The Taycan starts at $190,400 before on-road costs for the 4S. Prices increase sharply to $268,500 for the mid-range Turbo, while the flagship Turbo S starts at $338,500. This pricing puts the Porsche in the league of its Panamera stablemate, the Mercedes-AMG GT four door and more. The original high-performance EV sedan, the Tesla Model S, starts from around $134,000. Later this year, fellow Volkswagen Group brand Audi will launch the gorgeous e-tron GT four-door coupe, which shares its bones with the Taycan.
Just some of the standard equipment offered includes 14-way seats with memory package, heated and ventilated front seats, heated multifunction sport steering wheel, Bose surround-sound system, digital radio and wireless Apple CarPlay. Higher grades naturally gain a lot more standard gear and there are a bunch of options packages for lighting, interior trim and more. Some features – like a head-up display –should be standard.
How safe is it?
The Taycan is yet to be crash tested by ANCAP. It has, however, received a five-star rating from Euro NCAP. From the 4S up, standard safety gear includes a suite of airbags with side airbags in the rear, adaptive cruise control, lane-change assist, lane-keeping assist, autonomous emergency braking with cyclist and pedestrian detection, and an ‘active bonnet’ to minimise injury to pedestrians in a collision.
What’s it like inside?
The interior has a similar vibe to other current-model Porsches, notably the Panamera four-door coupe.

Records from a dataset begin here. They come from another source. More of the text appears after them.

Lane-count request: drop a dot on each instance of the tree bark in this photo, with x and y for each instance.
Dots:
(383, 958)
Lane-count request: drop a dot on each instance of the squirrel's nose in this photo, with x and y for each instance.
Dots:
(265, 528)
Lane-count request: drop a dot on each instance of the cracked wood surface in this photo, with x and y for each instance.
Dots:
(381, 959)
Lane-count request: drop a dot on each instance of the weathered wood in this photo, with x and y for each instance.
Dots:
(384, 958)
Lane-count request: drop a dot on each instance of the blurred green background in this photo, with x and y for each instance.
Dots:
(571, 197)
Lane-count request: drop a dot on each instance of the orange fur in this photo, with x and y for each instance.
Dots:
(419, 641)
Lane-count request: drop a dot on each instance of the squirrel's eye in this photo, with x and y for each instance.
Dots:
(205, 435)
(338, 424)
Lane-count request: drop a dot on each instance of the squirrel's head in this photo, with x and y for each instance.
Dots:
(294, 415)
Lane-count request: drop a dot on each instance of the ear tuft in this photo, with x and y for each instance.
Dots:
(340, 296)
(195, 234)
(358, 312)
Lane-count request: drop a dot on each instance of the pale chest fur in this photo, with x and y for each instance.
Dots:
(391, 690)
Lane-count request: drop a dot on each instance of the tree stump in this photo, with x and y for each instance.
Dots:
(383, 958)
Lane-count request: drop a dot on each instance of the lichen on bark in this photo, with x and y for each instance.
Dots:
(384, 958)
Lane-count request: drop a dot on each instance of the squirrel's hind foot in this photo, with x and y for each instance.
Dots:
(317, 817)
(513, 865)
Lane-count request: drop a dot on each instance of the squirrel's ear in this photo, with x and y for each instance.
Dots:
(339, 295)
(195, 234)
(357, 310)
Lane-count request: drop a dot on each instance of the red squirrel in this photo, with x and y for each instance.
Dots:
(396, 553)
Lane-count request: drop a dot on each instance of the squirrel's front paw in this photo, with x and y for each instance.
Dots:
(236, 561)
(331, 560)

Most vehicle functions are housed in one of three touchscreens – two in the centre stack and the 16.8-inch curved instrument display which has touch functions for the chassis and drive models. An optional touchscreen for the front passenger integrates into the main 10.9-inch central screen.
The entire multimedia setup is impressive and will appeal to tech heads, but sometimes it feels like overkill. For example, to adjust the air vents you have to go into a menu on the central screen and touch the display to change the direction of airflow. It’s a bit unnecessary.
In all variants the well-bolstered seats and trim feel high quality, and there is a leather-free trim option. Rear-seat space is tight and can’t match the leg room of the Panamera – it’s best suited to children or short trips for adults. Rear visibility is hampered by the tiny rear windscreen, so you’ll need to rely on the parking cameras and aids.
What’s under the bonnet?
An 84-litre cargo space sits under the bonnet of the Taycan – one of two that also includes the 366-litre rear boot. But what powers the Taycan is a pair of electric motors on each axle, making it all-wheel drive. The 4S pumps out 320kW/640Nm and is paired with a 79.2kWh battery. It can cover 0-100kmh in four seconds. You can tick the Performance Battery Plus option box which ups power and torque to 360kW/650Nm for a cool $11,590.
The Turbo ups outputs to 460kW/850Nm and battery capacity to 93.4kWh, making for a brisk 0-100kmh dash time of 3.2 seconds. The Turbo S claims 560kW/1050Nm, the same battery capacity as the Turbo and a blistering 2.8-second 0-100kmh sprint. (Don’t let the ‘Turbo’ fool you. Being an EV, there is no turbocharger fitted. Porsche just decided to retain it as a variant name to match the rest of its model range.)
The chassis is made up of aluminium double-wishbone front and multilink rear suspension, Porsche 4D Chassis Control which uses electromechanical anti-roll bars to prevent body roll, and Porsche Active Suspension Management with Range, Normal, Sport and Sport Plus modes.